Deployment of Virtual Clusters on a Commercial Cloud Platform for Molecular Docking

Project ID
FG-445
Project Categories
Computer Science
NSF Grant Number
N/A
NSF Grant URL
N/A
Completed
Abstract
The project aims to create and deploy virtual clusters that run a protein-ligand molecular interaction simulation program called DOCK to FutureGrid. This will allow tasks to be performed on a large scale cheaply and efficiently. Three areas will be investigated: 1) The elasticity of the virtual clusters, 2) the fault tolerance of the system, and 3) the use of several virtual clusters on various commercial clouds to form a single system.
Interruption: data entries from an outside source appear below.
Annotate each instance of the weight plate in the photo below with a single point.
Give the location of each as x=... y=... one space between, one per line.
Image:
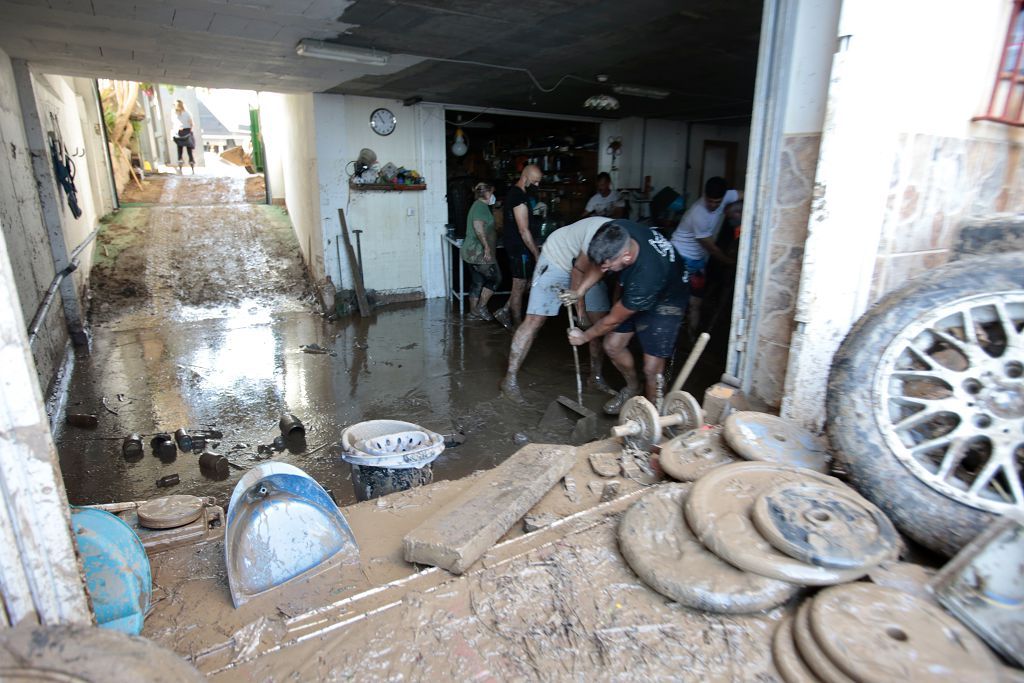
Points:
x=879 y=635
x=824 y=525
x=689 y=456
x=169 y=511
x=641 y=413
x=811 y=652
x=783 y=650
x=719 y=512
x=680 y=402
x=773 y=439
x=662 y=550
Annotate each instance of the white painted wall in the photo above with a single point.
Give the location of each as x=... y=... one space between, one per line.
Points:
x=906 y=68
x=289 y=133
x=314 y=137
x=660 y=153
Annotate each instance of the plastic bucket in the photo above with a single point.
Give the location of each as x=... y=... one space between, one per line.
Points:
x=388 y=456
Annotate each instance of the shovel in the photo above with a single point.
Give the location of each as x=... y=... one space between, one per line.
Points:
x=565 y=415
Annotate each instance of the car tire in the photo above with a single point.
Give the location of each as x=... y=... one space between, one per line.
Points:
x=909 y=376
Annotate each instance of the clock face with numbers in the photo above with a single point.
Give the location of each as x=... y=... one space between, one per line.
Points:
x=383 y=122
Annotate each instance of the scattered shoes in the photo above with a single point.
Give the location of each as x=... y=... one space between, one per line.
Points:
x=615 y=404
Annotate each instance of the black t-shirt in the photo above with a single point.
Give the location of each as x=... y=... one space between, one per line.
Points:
x=656 y=280
x=510 y=233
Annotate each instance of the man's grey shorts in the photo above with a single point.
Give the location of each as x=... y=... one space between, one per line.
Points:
x=549 y=281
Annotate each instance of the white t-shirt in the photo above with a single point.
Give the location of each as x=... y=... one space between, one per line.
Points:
x=565 y=244
x=698 y=223
x=602 y=206
x=183 y=119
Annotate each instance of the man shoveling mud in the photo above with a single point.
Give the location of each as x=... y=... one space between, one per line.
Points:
x=654 y=297
x=563 y=263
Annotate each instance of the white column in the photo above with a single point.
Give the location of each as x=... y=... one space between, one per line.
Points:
x=40 y=575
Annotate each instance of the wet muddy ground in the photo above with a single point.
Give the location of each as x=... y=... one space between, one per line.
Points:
x=199 y=315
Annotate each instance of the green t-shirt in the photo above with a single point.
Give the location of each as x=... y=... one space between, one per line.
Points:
x=472 y=250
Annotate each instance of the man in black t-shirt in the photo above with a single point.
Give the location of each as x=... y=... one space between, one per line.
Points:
x=519 y=243
x=654 y=297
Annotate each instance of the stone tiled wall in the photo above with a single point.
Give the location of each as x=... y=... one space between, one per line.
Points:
x=770 y=342
x=939 y=183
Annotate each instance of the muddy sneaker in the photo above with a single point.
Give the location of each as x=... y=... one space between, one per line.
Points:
x=502 y=315
x=598 y=384
x=510 y=389
x=615 y=404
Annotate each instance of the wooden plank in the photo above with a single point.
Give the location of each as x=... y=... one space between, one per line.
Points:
x=459 y=534
x=360 y=293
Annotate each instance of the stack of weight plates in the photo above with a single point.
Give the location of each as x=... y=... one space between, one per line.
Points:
x=745 y=435
x=748 y=536
x=862 y=632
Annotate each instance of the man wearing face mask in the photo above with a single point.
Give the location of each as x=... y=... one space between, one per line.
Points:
x=519 y=239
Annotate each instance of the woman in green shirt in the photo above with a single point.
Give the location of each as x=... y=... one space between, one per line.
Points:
x=478 y=251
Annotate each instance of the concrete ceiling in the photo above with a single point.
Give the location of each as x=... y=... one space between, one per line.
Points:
x=702 y=51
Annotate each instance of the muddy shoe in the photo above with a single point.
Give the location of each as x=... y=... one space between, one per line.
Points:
x=598 y=384
x=510 y=389
x=503 y=316
x=615 y=404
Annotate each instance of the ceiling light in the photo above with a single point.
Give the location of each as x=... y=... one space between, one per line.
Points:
x=601 y=102
x=309 y=47
x=640 y=91
x=459 y=147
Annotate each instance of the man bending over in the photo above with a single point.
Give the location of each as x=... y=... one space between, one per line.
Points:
x=654 y=296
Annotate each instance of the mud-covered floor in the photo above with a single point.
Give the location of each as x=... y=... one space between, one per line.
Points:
x=200 y=311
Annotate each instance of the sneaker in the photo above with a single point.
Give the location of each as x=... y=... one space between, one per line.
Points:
x=615 y=404
x=503 y=316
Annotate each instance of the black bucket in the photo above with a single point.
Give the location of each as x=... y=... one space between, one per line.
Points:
x=370 y=482
x=389 y=456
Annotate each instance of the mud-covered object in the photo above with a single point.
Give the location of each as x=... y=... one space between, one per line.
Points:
x=824 y=525
x=774 y=439
x=370 y=482
x=31 y=652
x=783 y=649
x=719 y=510
x=170 y=511
x=658 y=546
x=689 y=456
x=931 y=503
x=810 y=651
x=879 y=635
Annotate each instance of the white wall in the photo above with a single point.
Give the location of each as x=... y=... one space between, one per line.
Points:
x=905 y=69
x=314 y=138
x=289 y=134
x=660 y=153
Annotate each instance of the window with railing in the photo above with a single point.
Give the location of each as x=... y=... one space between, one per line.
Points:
x=1007 y=103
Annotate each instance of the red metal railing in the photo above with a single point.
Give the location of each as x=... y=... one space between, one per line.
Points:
x=1007 y=103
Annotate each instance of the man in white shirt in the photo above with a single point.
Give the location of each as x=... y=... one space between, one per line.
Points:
x=605 y=203
x=694 y=239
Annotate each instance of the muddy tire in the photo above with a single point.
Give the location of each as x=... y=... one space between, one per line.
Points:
x=926 y=400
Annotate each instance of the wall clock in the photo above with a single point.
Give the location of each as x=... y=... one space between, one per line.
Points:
x=383 y=122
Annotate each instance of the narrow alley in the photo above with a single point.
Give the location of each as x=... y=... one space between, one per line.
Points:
x=201 y=310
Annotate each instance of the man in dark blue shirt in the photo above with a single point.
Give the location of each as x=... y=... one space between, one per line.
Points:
x=654 y=297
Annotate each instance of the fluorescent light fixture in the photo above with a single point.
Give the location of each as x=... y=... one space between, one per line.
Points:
x=309 y=47
x=641 y=91
x=601 y=102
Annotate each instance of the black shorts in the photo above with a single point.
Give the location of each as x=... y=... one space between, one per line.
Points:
x=655 y=332
x=521 y=262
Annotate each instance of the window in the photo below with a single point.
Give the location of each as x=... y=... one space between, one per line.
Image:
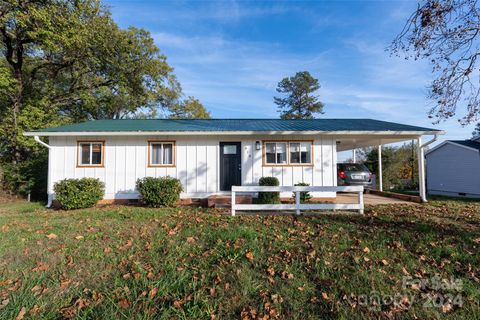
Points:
x=229 y=149
x=300 y=152
x=276 y=152
x=161 y=153
x=288 y=153
x=90 y=153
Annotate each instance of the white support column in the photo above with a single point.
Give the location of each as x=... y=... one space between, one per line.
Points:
x=421 y=170
x=297 y=202
x=233 y=203
x=360 y=202
x=380 y=173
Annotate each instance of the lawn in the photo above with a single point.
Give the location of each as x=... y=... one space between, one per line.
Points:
x=410 y=261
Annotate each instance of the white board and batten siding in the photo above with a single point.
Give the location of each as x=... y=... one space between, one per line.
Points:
x=453 y=170
x=196 y=166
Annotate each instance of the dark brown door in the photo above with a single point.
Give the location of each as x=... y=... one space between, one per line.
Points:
x=230 y=165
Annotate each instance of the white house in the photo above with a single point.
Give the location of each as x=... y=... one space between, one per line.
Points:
x=209 y=156
x=453 y=168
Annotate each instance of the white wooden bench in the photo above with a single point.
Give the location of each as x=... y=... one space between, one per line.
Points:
x=297 y=206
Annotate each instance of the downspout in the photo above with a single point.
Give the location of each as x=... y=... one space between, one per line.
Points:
x=421 y=166
x=37 y=139
x=435 y=138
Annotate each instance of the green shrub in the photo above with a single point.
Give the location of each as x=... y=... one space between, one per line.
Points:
x=159 y=192
x=78 y=193
x=268 y=197
x=304 y=196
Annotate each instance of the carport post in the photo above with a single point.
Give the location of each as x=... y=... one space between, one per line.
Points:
x=380 y=179
x=421 y=170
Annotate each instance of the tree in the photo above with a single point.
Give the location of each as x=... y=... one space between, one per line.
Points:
x=300 y=103
x=66 y=61
x=398 y=165
x=476 y=132
x=446 y=32
x=190 y=108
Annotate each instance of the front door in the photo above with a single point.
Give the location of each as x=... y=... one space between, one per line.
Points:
x=230 y=165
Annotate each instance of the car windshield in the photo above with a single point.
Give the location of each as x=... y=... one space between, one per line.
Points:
x=353 y=167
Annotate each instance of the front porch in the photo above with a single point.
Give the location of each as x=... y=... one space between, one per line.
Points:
x=224 y=201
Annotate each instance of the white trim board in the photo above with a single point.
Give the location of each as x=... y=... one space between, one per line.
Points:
x=452 y=143
x=227 y=133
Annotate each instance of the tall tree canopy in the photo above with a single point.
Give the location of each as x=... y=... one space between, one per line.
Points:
x=300 y=101
x=476 y=131
x=446 y=32
x=68 y=61
x=190 y=108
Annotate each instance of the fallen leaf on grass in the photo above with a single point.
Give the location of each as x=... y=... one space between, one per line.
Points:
x=41 y=266
x=21 y=314
x=153 y=293
x=124 y=303
x=271 y=271
x=178 y=304
x=249 y=256
x=213 y=292
x=34 y=311
x=4 y=303
x=37 y=290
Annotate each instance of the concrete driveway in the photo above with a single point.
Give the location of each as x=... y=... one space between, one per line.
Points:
x=369 y=199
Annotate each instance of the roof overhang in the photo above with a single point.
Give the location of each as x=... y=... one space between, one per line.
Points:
x=404 y=134
x=451 y=143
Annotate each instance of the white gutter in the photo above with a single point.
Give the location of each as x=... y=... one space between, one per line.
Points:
x=216 y=133
x=37 y=138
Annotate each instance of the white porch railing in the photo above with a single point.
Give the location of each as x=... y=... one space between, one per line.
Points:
x=298 y=206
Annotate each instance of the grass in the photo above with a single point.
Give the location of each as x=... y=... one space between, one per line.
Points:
x=141 y=263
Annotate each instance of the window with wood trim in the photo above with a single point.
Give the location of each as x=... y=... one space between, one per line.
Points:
x=300 y=152
x=284 y=153
x=90 y=153
x=161 y=153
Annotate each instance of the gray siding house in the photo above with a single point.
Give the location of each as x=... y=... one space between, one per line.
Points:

By utilizing commercial and other clouds, like FutureGrid, the system performance will be increased and will allow millions of protein-ligand interaction simulations to be run in a massively parallel manner.
Use of FutureSystems
FutureGrid will be used to upload virtual clusters that can run protein-ligand interaction simulations. It will also be used alongside commercial and noncommercial clouds (Microsoft Azure and AIST Cluster) that will have the same type of virtual clusters. Tasks will be distributed across the multiple cloud environments and the clouds will be set up to communicate with each other with regards to task distribution and failures.

Scale of Use
Scale of use depends on which task is being done. There are 3 tasks that are to be accomplished. First is doing multi-cloud work that involves virtual clusters on FutureGrid communicating with virtual clusters on other clouds. For this task, only about 5-10 VMs will be used. The other two tasks involve looking at Fault Tolerance and Elasticity of the Virtual Machine Clusters. For these two tasks, hundreds to thousands of VMs will be used in conjunction with Hadoop/MapReduce as we are hoping to observe the limitations of this method of computing.